Determining tree cover on agricultural fields - is my method statistically sound?

Dear all,

My name is Jan and I am a master student in the field of Tropical ecology. This is my first post and request for help on this forum. It’s because I am struggling right now with a research proposal I am writing. The study is different than what I am used to until now, so I’m not sure about the statistical implementations. I really hope that one of you can share your knowledge about this.

In a large area in Africa, there is a large-scale project established by a non-for-profit organisation which tries to motivate farmers to increase the amount of natural growing trees on their farms. The farmers involved in the project report the amount of “new” trees every year to specific farmers who collect the data of multiple farmers and send the numbers to the organisation responsible for the programme.
The following is applicable:
  • 115.000 farmers are involved
  • 338 villages are included in the project
  • 1200 farmers are collecting the data of all the involved farmers
  • A total amount of 8.5 million new trees are reported
  • The size of the total programme area (in hectares) in unknown
  • The size of each farm (in hectares) is unknown
I have to assess how successful this programme is in terms of actual growing trees vs. reported trees by the farmers. Since the total area and the area per farm is unknown, I have to determine the actual amount of new trees in a different way than just selecting random plots in the area. That’s why I came up with the following method:

I will “count” the trees on randomly selected farms (so I use the 115.000 farms as the population). This I will compare with the reported amount of trees each year for those particular farms in order to come to an accuracy and correctness of the reported numbers by the farmers themselves. With that information, I can eventually calculate the number of actual trees involved in the whole programme. More details:
  • I calculated a sample size of 69 farms, based on the following parameters (these are not just randomly chosen, but based on certain methodology):
    • Confidence level: 90%
    • Margin of error: 10%
    • Population proportion: 50%
    • Population size: 115.000
  • Due to time and resource constrains, I want to use a clustered random sampling method:
    • 1: Random selection of 12 villages
    • 2: Random selection of 6 farms per selected village
  • Each sample will deliver a percentage, namely the number of actually found trees divided by the number of reported trees by the farmer.
  • With the sample, I think I will calculate the mean percentage and use that to “correct” the total number of reported trees.
I was wondering whether this method is statistically sound. I have ample experience with sampling based on area (like using sample plots to measure certain aspects of a forest area), but this is a bit different type of research. For example, can I just use this method to calculate the mean percentage and use that on the total amount of reported trees (8.5 million)? In some way it feels too easy.

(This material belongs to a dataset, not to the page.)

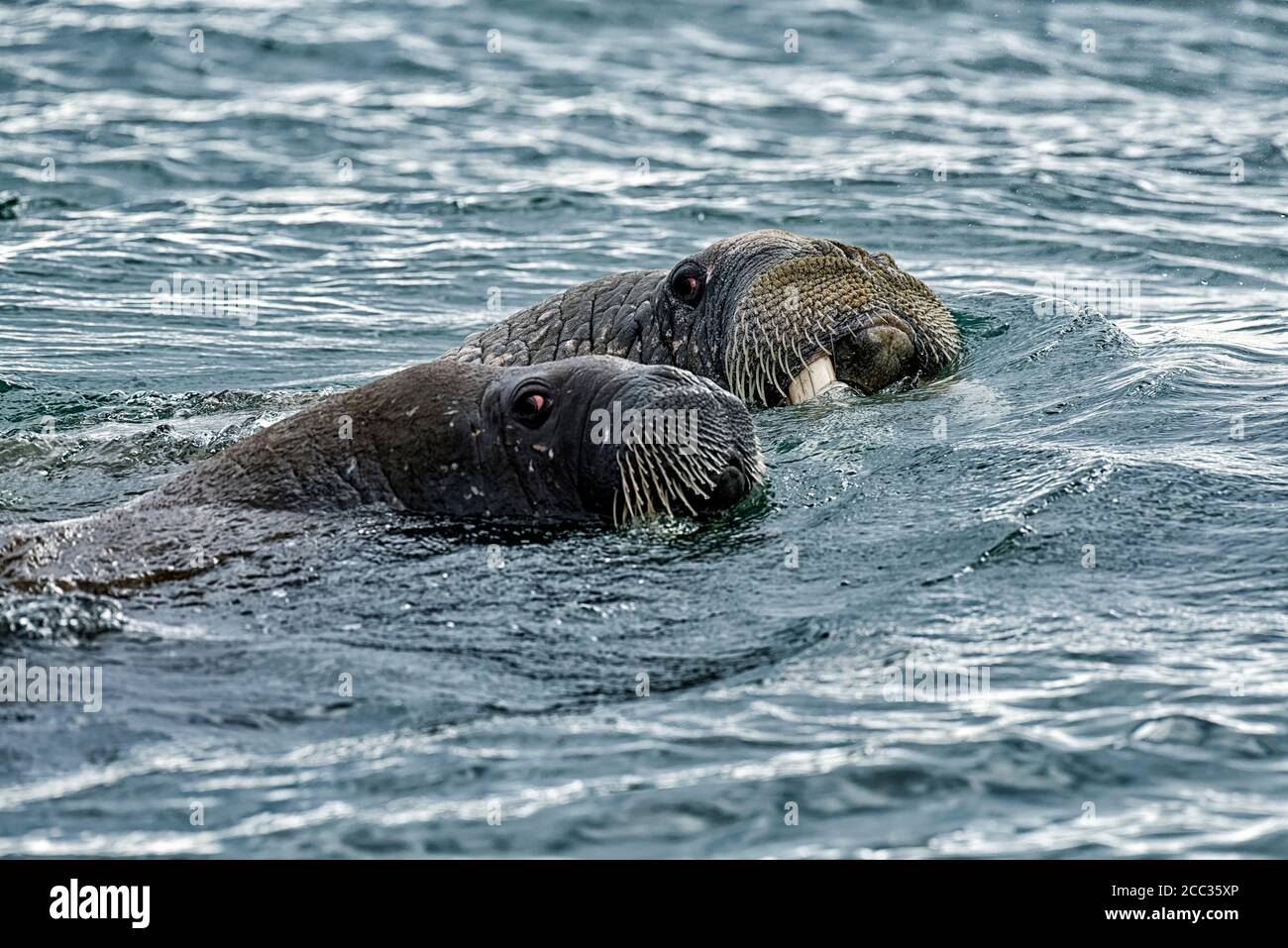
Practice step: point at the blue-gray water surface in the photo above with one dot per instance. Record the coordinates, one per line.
(1090, 507)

Thanks in advance for your help!


No cake for spunky
This is really about the design not the statistics although those type of questions are fine (just not a lot are experts here in that which would include me).

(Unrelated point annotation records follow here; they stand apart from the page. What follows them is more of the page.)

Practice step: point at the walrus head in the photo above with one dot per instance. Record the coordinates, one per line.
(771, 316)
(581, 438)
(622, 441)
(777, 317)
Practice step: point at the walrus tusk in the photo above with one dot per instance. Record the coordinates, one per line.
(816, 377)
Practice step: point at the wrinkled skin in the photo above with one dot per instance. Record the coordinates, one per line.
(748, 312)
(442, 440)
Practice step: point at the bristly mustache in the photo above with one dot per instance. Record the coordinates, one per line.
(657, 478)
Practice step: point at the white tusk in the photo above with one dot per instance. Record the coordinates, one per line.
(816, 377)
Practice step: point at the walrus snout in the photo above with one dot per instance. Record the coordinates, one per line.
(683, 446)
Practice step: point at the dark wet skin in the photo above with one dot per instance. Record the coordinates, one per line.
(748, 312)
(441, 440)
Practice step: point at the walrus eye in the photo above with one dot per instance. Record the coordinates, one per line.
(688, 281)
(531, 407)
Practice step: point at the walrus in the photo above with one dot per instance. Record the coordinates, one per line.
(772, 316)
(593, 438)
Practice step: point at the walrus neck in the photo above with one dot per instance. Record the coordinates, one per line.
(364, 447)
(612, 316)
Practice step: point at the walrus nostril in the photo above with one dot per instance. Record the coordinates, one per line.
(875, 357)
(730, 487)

Since the total area and the area per farm is unknown, I have to determine the actual amount of new trees in a different way than just selecting random plots in the area. That’s why I came up with the following method:
Why are they not known? If you don't know the true population then you really can't sample it correctly. This is a pretty common problem in analysis. Without knowing how many farms there are, you can't really be sure if you can generalize from your data or not (a validity issue).

I think, it has been a while, when you do cluster sampling you can't use the normal standard errors. You should look this up.

I don't think this would be invalid statistically. I am not sure it is a valid design, I lack the expertise to address that. Certainly this type of sampling is done because of resource limitations and not knowing the true population (I think).
Hi noetsi,

Thank you for your reply. I agree with you that it is not purely statistical. Unfortunately the non-for-profit organisation didn't think thoroughly about how to monitor the progress/success of the programme, so I have to make do with the information they have.

In my opinion the true population in my case is the total number of involved farmers (115.000). So, even though I don't know the total area (which is normally used to determine things like biomass or number of trees per hectare), the total number of farmers is known. So the design is more "socially focused" by determining how accurate the farmers are in reporting the number of trees on their farms. So if I can determine based on my samples that for example only 50% of the reported trees (by the farmer itself) can be found, I hope I can use that data to adjust the total number of reported trees (8.5 million).

Thank you for the tip to look up whether or not I can use normal standard errors when using cluster sampling. I will definitely do that!

So, besides the questions concerning the research approach, I read between the lines that no clear "red flags" are present concerning statistical part of this study.

Well, if you think on basis of my reply that statistically there are problems with my research, please let me know. If not, than I would like to really thank you for taking time to reply to my questions!